Whether Crist will tap one of Busansky's fellow Democrats, appoint one of his own party faithful or seek out the ablest administrator available remains to be seen. But applicants for the supervisor's job already are lining up, and it may take Crist weeks to settle on Busansky's replacement.
Florida law requires that the governor appoint a successor who will serve until the next general election, November 2010. The $132,000-a-year elections job would then be on the ballot for a two-year term.
"As we've done in the past in filling vacancies, we will accept applications, conduct interviews and background checks, and it will probably take several weeks until we get through the process,'' Crist spokesman Sterling Ivey said. "Right now, the governor's thoughts and concerns are with Mrs. Busansky's family, her co-workers and the officials with her when the death occurred."
Busansky, 72, died after retiring to her bedroom Monday night at a conference for Florida elections officials in St. Augustine.
Clerk of the Circuit Court Pat Frank said Tuesday that the governor should follow "the will of the people'' who elected Busansky and install another Democrat as elections chief. Frank said Busansky's chief of staff, Craig Latimer, should be considered because "he was in sync with what Phyllis was doing" to repair problems in the office.
Latimer, with 35 years in law enforcement, retired as a major in the Hillsborough Sheriff's Office to manage Busansky's election campaign and then became her top lieutenant. He declined to comment Tuesday.
Latimer is not a name politician, Frank said, and "the public may not know him, but he would be a fine choice."
In 2003, 17 local candidates put their names on the list to replace Iorio as elections supervisor. Johnson, co-founder of BuddyFreddys restaurants, a three-term state representative from Plant City and a Jeb Bush appointee to head the Florida Division of Real Estate, got the nod after a recommendation from Johnny Byrd, then the powerful GOP speaker of the Florida House.
Johnson's legacy was botched elections, lost ballots, misappropriated money and ongoing investigations by the FBI and the inspector general.
Johnson was noncommittal Tuesday, but some of the other candidates from last time are ready to try again.
Janet Dougherty, whose name was Janet Kovach the last time her hat was in the ring, said she will "absolutely" seek the appointment. A Republican and an environmental and regulatory consultant, Dougherty was a poll worker during Johnson's tenure and did voter education for Iorio.
"Phyllis was an amazing woman and has brought that office back so much. I'd like to continue that,'' she said.

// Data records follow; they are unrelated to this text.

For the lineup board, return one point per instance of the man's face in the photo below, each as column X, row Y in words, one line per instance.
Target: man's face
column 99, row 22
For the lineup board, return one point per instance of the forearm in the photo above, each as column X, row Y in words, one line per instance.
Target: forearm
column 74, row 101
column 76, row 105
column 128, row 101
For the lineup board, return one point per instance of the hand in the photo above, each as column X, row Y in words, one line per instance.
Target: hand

Political consultant Mark Proctor, another also-ran in 2003, said he "would certainly consider" seeking the appointment again. Proctor, a Republican, said he believes party preference should not be an issue since the electorate was not so much voting out a Republican last year as it was throwing out an incumbent with a subpar record.

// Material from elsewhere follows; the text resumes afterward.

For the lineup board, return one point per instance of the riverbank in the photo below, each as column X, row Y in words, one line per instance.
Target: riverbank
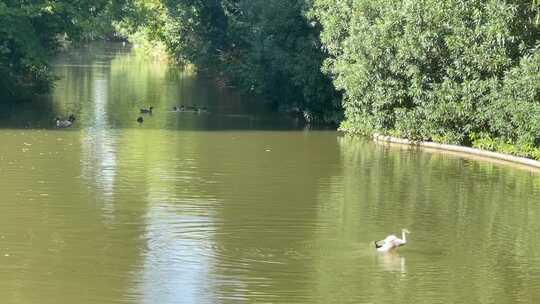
column 460, row 149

"I think the office should be nonpartisan anyway, and that's how I'd run it,'' he said.
Joe Chillura, a Republican who sometimes allied himself with Busansky on the Hillsborough County Commission, sought the elections appointment in 2003 and isn't ruling out another try.
"Out of respect for Phyllis, I don't want to jump on that bandwagon right now," Chillura said. "But I think first of all, the governor should look within the office to see if there is someone who's qualified, someone that's nonpartisan, someone who can fit the bill."
On this, Frank and Chillura agreed: Crist must appoint someone who will maintain the trust Busansky built up in the elections office.
"This office was a tremendous problem before Busansky got there and began restructuring to bring back integrity to the place,'' Frank said. "This is a delicate time. Certainly, we do not need a reckless choice by the governor."